Regular expression groups replacement - c#

I'm working on a regular expression and I just can't figure out what the problem is. I've tried several helping sites like http://derekslager.com/blog/posts/2007/09/a-better-dotnet-regular-expression-tester.ashx and http://gskinner.com/RegExr/ but somehow when I put the tested regular expression in c# it is not processed correctly
I'm working on a JSON string I can receive from JIRA. The heavily stripped down and beautified version of this JSON string is as follows:
{
"fields": {
"progress": {
"progress": 0,
"total": 0
},
"summary": "Webhook listener is working",
"timetracking": {},
"resolution": null,
"resolutiondate": null,
"timespent": null,
"reporter": {
"self": "http://removed.com/rest/api/2/user?username=removed",
"name": "removed#nothere.com",
"emailAddress": "removed#nothere.com",
"avatarUrls": {
"16x16": "http://www.gravatar.com/avatar/88994b13ab4916972ff1861f9cccd4ed?d=mm&s=16",
"24x24": "http://www.gravatar.com/avatar/88994b13ab4916972ff1861f9cccd4ed?d=mm&s=24",
"32x32": "http://www.gravatar.com/avatar/88994b13ab4916972ff1861f9cccd4ed?d=mm&s=32",
"48x48": "http://www.gravatar.com/avatar/88994b13ab4916972ff1861f9cccd4ed?d=mm&s=48"
},
"displayName": "Wubinator]",
"active": true
},
"updated": "2013-08-20T14:08:00.247+0200",
"created": "2013-07-30T14:41:07.090+0200",
"description": "Say what?",
"customfield_10001": null,
"duedate": null,
"issuelinks": [],
"customfield_10004": "73",
"worklog": {
"startAt": 0,
"maxResults": 0,
"total": 0,
"worklogs": []
},
"project": {
"self": "http://removed.com/rest/api/2/project/EP",
"id": "10000",
"key": "EP",
"name": "EuroPort+ Suite",
"avatarUrls": {
"16x16": "http://removed.com/secure/projectavatar?size=xsmall&pid=10000&avatarId=10208",
"24x24": "http://removed.com/secure/projectavatar?size=small&pid=10000&avatarId=10208",
"32x32": "http://removed.com/secure/projectavatar?size=medium&pid=10000&avatarId=10208",
"48x48": "http://removed.com/secure/projectavatar?pid=10000&avatarId=10208"
}
},
"customfield_10700": null,
"timeestimate": null,
"lastViewed": null,
"timeoriginalestimate": null,
"customfield_10802": null
}
}
I need to convert this JSON to a XML of course this is not directly possible because of the "16x16", "24x24", "32x32" and "48x48" bits inside the json which would be transformed into <16x16 />, <24x24 />, <32x32 /> and <48x48 /> tags which are invalid tags.
The receiver of the XML doesn't even need those avatar urls so I was thinking about stripping out the entire "avatarUrls":"{ ..... }, bit before handing the json over to JSON.NET for converting.
I was thinking about doing this using a regular expression. After some testing on the mentioned websites I came to the following regular expression:
("avatarUrls)(.*?)("displayName")
The Regex.Replace method should remove all found results instead of the third groep (a.k.a. "displayName")
The website http://derekslager.com/blog/posts/2007/09/a-better-dotnet-regular-expression-tester.ashx shows me the correct groups and find results and says that the mentioned regular expression should be used inside C# is:
#"(""avatarUrls)(.*?)(""displayName"")"
So inside C# I wrote the following:
string expression = #"(""avatarUrls)(.*?)(""displayName"")";
string result = Regex.Replace(json, expression, "$3");
return result;
When I look at the result after the RegexReplace nothing has been replaced. Does anyone see what I did wrong here?
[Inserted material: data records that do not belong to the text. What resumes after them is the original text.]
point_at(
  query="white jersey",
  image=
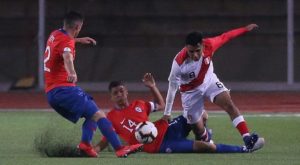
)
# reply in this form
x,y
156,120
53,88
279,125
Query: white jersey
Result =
x,y
189,76
184,73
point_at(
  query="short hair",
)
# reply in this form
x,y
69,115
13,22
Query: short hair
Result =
x,y
193,38
71,18
113,84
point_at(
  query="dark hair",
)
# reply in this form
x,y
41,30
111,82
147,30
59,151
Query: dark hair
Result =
x,y
193,38
71,18
113,84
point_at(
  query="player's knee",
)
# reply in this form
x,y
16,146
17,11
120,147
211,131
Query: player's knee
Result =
x,y
98,115
200,146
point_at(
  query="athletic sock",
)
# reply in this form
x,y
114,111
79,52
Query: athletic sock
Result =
x,y
88,129
241,125
224,148
107,130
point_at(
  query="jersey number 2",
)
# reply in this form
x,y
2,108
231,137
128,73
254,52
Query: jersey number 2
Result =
x,y
47,57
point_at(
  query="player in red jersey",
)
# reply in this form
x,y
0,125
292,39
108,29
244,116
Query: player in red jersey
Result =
x,y
69,100
192,72
171,138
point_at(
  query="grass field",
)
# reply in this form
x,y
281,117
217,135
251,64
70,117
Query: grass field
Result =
x,y
18,131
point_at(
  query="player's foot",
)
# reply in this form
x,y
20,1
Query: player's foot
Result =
x,y
258,145
87,150
126,150
254,142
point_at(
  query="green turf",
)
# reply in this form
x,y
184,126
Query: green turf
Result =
x,y
20,129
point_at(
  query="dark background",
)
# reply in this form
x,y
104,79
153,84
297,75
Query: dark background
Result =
x,y
137,36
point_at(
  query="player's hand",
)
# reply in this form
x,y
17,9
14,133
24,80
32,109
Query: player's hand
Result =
x,y
72,78
86,40
148,80
250,27
167,118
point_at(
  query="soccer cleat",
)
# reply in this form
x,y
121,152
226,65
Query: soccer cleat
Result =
x,y
127,150
258,145
87,149
254,142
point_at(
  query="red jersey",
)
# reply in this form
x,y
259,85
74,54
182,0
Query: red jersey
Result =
x,y
125,120
54,69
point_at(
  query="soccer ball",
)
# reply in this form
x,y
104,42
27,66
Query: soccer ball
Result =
x,y
145,132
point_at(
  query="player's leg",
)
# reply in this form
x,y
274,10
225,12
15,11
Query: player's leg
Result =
x,y
93,113
220,95
193,111
205,147
107,130
69,102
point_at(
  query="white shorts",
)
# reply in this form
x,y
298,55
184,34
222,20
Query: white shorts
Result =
x,y
193,101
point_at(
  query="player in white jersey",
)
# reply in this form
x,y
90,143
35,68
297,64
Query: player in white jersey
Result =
x,y
193,74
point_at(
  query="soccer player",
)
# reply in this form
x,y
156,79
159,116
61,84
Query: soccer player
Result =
x,y
171,138
69,100
193,74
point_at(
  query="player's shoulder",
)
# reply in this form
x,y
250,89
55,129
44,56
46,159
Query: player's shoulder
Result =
x,y
181,56
138,102
61,35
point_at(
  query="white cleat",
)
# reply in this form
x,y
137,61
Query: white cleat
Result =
x,y
258,145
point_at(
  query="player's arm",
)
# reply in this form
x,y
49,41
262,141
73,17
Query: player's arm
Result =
x,y
218,41
101,145
69,66
173,87
149,81
86,40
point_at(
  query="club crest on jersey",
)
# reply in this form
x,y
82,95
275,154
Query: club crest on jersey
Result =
x,y
138,109
207,60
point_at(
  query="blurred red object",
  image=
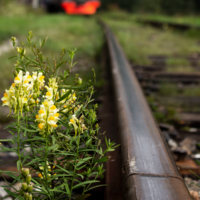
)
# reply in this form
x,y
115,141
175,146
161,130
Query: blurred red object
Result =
x,y
88,8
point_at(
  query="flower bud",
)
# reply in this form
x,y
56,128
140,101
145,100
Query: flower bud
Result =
x,y
13,40
30,187
35,96
25,171
30,197
26,196
21,191
24,186
27,108
28,178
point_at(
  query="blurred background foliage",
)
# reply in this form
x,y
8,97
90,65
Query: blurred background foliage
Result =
x,y
159,6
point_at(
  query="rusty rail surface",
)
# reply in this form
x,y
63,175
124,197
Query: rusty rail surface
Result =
x,y
149,172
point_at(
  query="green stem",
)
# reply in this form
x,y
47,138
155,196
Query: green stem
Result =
x,y
18,140
74,167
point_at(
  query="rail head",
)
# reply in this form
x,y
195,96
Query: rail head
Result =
x,y
149,171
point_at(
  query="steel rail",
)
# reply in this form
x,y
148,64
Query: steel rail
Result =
x,y
149,172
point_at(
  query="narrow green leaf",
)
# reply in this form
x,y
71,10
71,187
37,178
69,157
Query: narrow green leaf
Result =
x,y
29,130
18,165
83,197
96,187
34,161
84,183
67,187
64,96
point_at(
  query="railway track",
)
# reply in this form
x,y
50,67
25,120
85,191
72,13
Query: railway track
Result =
x,y
149,171
148,168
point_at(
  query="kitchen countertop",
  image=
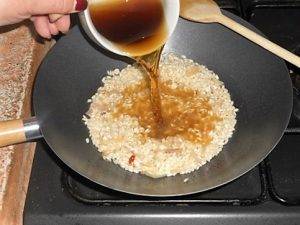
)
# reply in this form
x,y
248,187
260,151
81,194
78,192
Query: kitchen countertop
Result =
x,y
20,54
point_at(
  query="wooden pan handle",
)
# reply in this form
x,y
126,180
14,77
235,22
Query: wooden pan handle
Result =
x,y
256,38
18,131
12,132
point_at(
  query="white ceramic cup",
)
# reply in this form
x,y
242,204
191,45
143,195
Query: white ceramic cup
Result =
x,y
171,11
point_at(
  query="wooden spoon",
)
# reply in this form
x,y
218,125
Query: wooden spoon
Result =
x,y
207,11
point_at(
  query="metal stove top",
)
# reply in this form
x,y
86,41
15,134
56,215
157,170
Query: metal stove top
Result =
x,y
269,194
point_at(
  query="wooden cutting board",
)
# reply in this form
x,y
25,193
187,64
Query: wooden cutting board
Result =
x,y
21,52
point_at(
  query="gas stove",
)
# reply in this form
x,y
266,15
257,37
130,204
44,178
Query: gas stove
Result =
x,y
269,194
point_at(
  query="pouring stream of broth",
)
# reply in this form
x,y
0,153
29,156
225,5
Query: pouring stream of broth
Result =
x,y
139,29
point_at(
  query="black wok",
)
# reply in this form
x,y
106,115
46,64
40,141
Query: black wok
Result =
x,y
257,81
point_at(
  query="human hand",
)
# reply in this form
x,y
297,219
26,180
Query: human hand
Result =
x,y
38,11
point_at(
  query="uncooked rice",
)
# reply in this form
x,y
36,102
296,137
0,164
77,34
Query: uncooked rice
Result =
x,y
118,139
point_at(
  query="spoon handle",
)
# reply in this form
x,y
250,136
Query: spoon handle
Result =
x,y
256,38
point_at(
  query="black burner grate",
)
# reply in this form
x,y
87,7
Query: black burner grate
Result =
x,y
231,194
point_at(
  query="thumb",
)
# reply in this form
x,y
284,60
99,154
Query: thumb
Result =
x,y
41,7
I wouldn't use regular expressions to remove these nodes. I'd instead use JSON .Net to remove the nodes you don't want.
I refer to the quote:
Some people, when confronted with a problem, think “I know, I'll use
regular expressions.” Now they have two problems.
Using the answer found here, you could write:
var jsonObject = (JObject)JsonConvert.DeserializeObject(yourJsonString);
removeFields(jsonObject.Root, new[]{"avatarUrls"});
(Note that I was not sure if you wanted to delete both "avatarUrls" nodes.)

There's an overload of Regex.Replace that takes RegexOptions that you may need to look into. For example, for . to matches every character (instead of every character except \n), you'd need to specify RegexOptions.Singleline. Also, it looks like you're trying to replace every match of #"(""avatarUrls)(.*?)(""displayName"")" with $3 is that intended? You might be better off doing something like this:
var match = Regex.Match(json, pattern, options);
while (match.Success) {
// Do stuff with match.Groups(1)
match = match.NextMatch();
}
However... I'm not really sure that's going to replace it in the source string.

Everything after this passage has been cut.